A côté de ce personnage sexuellement impuissant qui tente de retrouver son pouvoir phallique, plusieurs sujets et histoires parallèles font leur apparitions et se superposent les unes sur les autres souvent de manière maladroite, ce qui engendrera un problème de rythme un peu plus important au vu des 2h de visionnage. Si le potentiel de certains dialogues sur la sexualité vaut le détour, le développement de l'histoire et de la psychologie du personnage principal changeant de sex au cours du film est particulièrement labyrinthique et risque d'en perdre certains.

Un film d'exploitation qui se construit étrangement et qui ne manque pas de jouer sur différents niveaux de violence et de déviance. Sous ses aspects sensuels et libertins, "Hyde's secret nightmare" plonge dans la nécrophilie craspec et dans la mutilation d'organes masculins sans suggestion, ni retenue.

Aussi explicite que sa sexualité, la violence de ce film aura de quoi faire serrer les dents aux mâles spectateurs non habitués.

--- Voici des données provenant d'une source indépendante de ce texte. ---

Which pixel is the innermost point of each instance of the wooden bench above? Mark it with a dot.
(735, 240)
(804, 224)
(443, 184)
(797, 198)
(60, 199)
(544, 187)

Ce film d'horreur/fantastique déguisé en film érotique/pornographique tente de s'élever à travers ses thématiques psychosexuelles mais échoue à quelques reprises lors d'essais moralisateurs à deux doigts de frôler l'échelle du nanars, mais se rattrape vite par la contemplation d'une atmosphère sensorielle similaire à certaines références du cinéma bis italien alimentant la puissance visuelle et mystique de ce film choc énigmatique.

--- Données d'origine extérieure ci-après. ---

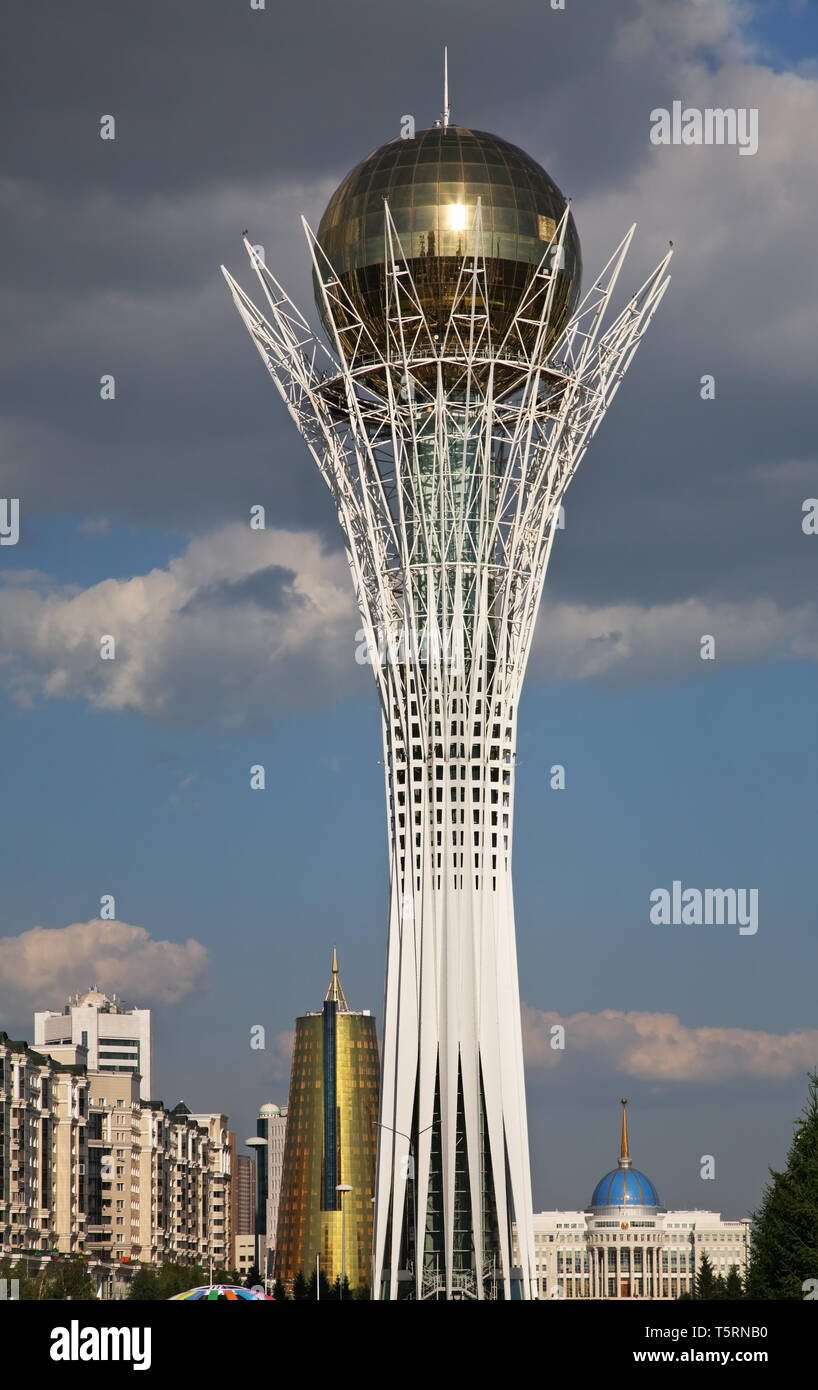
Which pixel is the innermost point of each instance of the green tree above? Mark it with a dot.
(323, 1286)
(70, 1279)
(733, 1286)
(335, 1290)
(783, 1248)
(706, 1280)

Le public visé ne sera que réduit au vu de l'inégalité de l'ensemble, car si les scènes horrifiques possèdent un certains degré de déviance, l'érotisme a en revanche plus tendance à exhiber le corps d'un homme que celui d'une femme et pousse parfois trop loin pour jouer les nuances avec l'ambiance fantastique globale. Même avec la meilleure volonté d'offrir un érotisme magnifié, le réalisateur se perdra dans son mélange et l'image imparfaite de son exercice de style empêchera d'apprécier pleinement le développement de l'intrigue trop souvent étouffé par les pénis qui ont l'air vouloir voler la vedette à l'onirisme fantasmatique. Cependant, on retiendra certaines réflexions intéressantes de la part du scientifique sur sa recherche au bien-être par la sexualité, et on se souviendra plus particulièrement de l'excellente musique ambiante qui accompagnera le spectateur dans les couloirs fantasmagorique du fétichisme le plus diversifié.



Cette œuvre sexuellement macabre mérite tout de même l'attention des bisseux qui raffolent des films d'exploitations des années 70-80, à condition que leur exigences restent cachées dans l'ombre face au déferlement de scènes à caractères pornographiques et aux tendances particulièrement malsaines, car le jonglage cause facilement un défaut de rythme assez problématique et risqué. Ceux qui porteront leur attention jusqu'au bout du long-métrage auront néanmoins un sentiment d'avoir découvert une œuvre visuellement réussie à la fois unique et classique, à la fois excitante et malaisante...

L'hommage à Joe D'Amato est honorable et j'encourage Domiziano Cristopharo à s'améliorer davantage dans la conjonction des genres, érotisme et horreur, sur le plan du fantastique.